There were athletes, musicians, scholars and social types among the Jews, and I presume similar groups among the gentiles, but these distinctions were insignificant compared to the distinction between Jew and non-Jew. The Jewish students regarded themselves as members of a superior race. They did not exactly blame white Protestant teenagers for the crimes of Hitler but rather resented them for belonging to what was then the ruling group in America, believing that they did not deserve their elevated status because they were not as smart as Jews. I have always disliked the term “WASP” (white Anglo-Saxon Protestant), which in my opinion represents an effort on the part of Jews and other “ethnic” Americans to exempt themselves from guilt for America’s mistreatment of its minorities. The term did not exist when I was at CHS, but if it had I am sure it would have been applied liberally.
In response to this Jewish arrogance, members of the gentile white “minority” tended to congregate in activities Jews eschewed, particularly in the early morning patrol. All the students were aware of the pattern; some deplored it, but few understood it, because few, at least in my circle, saw Jews as other than victims, historically speaking. (It was only a few years after Hitler.) At a class reunion years later one of the white Protestant students confided to a Jewish classmate how much he and others had suffered under the Jewish majority at CHS. Even now, more than fifty years after graduation, I still cringe in shame at the memory of how I participated in the degradation of my classmates.

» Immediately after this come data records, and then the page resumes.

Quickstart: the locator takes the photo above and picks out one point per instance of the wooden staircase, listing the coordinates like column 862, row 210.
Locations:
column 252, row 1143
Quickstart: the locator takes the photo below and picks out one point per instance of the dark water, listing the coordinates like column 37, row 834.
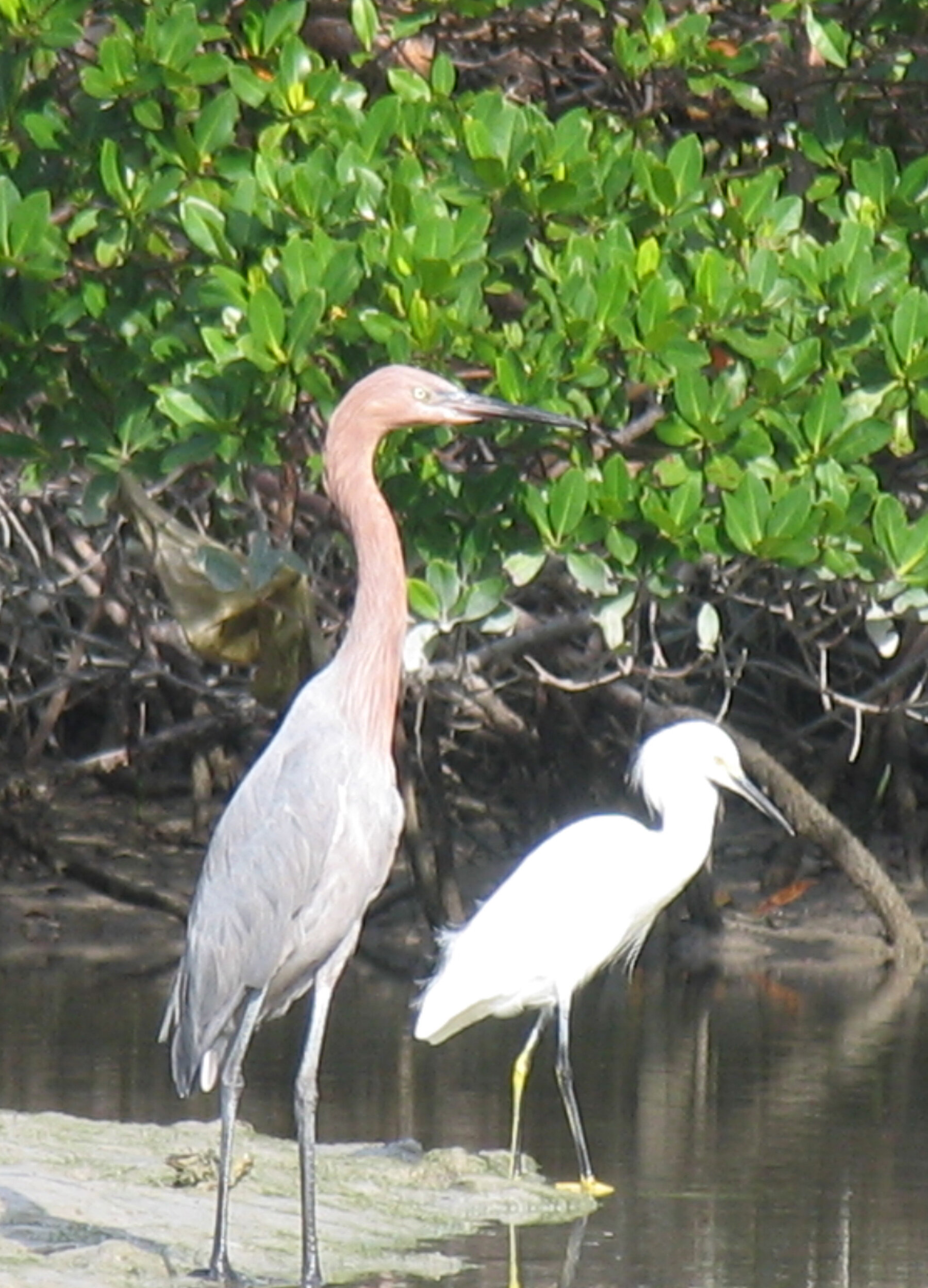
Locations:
column 758, row 1130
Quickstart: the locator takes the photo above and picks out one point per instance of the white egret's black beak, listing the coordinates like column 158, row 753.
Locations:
column 744, row 787
column 482, row 407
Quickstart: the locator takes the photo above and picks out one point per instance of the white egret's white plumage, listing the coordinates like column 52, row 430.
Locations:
column 584, row 898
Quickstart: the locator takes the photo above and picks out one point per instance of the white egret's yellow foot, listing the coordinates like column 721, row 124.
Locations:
column 596, row 1189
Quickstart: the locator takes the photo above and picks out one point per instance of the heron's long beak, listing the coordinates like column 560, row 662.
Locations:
column 744, row 787
column 482, row 407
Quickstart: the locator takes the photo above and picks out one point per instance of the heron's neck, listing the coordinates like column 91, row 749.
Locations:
column 370, row 658
column 686, row 827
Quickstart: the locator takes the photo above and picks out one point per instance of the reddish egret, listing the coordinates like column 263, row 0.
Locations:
column 582, row 898
column 308, row 839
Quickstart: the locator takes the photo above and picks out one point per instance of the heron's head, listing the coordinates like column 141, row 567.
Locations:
column 397, row 397
column 678, row 756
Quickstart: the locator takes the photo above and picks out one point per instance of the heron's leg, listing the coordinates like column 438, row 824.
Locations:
column 305, row 1100
column 231, row 1086
column 566, row 1084
column 520, row 1076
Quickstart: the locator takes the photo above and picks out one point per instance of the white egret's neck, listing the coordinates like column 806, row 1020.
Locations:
column 688, row 819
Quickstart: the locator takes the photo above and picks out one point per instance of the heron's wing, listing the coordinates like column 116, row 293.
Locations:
column 302, row 848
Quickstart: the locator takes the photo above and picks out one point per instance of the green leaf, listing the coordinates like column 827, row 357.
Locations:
column 216, row 127
column 423, row 599
column 828, row 39
column 568, row 503
column 890, row 527
column 685, row 162
column 111, row 173
column 443, row 577
column 522, row 567
column 205, row 226
column 591, row 573
column 610, row 616
column 708, row 628
column 480, row 599
column 745, row 513
column 909, row 326
column 443, row 75
column 364, row 22
column 824, row 415
column 223, row 568
column 791, row 513
column 875, row 177
column 267, row 321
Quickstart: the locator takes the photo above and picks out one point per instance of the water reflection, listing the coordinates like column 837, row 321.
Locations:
column 760, row 1131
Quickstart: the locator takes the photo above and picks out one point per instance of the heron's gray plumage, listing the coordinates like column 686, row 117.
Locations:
column 271, row 906
column 307, row 841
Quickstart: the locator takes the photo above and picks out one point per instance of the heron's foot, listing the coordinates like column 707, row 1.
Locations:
column 222, row 1273
column 586, row 1185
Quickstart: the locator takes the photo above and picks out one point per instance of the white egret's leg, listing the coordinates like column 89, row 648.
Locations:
column 520, row 1075
column 566, row 1082
column 231, row 1086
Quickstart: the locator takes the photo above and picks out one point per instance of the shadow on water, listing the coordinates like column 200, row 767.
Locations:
column 760, row 1130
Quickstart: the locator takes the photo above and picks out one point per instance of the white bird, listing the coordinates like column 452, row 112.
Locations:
column 584, row 898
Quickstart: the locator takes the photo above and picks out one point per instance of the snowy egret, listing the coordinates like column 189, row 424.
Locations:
column 586, row 897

Toward black classmates the Jewish students were sympathetic—and condescending. That was before the split between black radicalism and Jewish liberalism, and most northern Jews favored Civil Rights while regarding themselves as the Negroes’ natural superiors. In the fall of 1957, my senior year, all eyes turned to Little Rock, Arkansas, where President Eisenhower sent federal troops in response to Governor Faubus’s defiance of a court order calling for the admission of seven black students to Little Rock Central High School. The coincidence was too good to pass up, and our school newspaper ran a feature article, signed by me, comparing segregation at the “Two Centrals.” With fine impartiality the article assigned responsibility even-handedly to all groups. It was smug and self-serving blindness.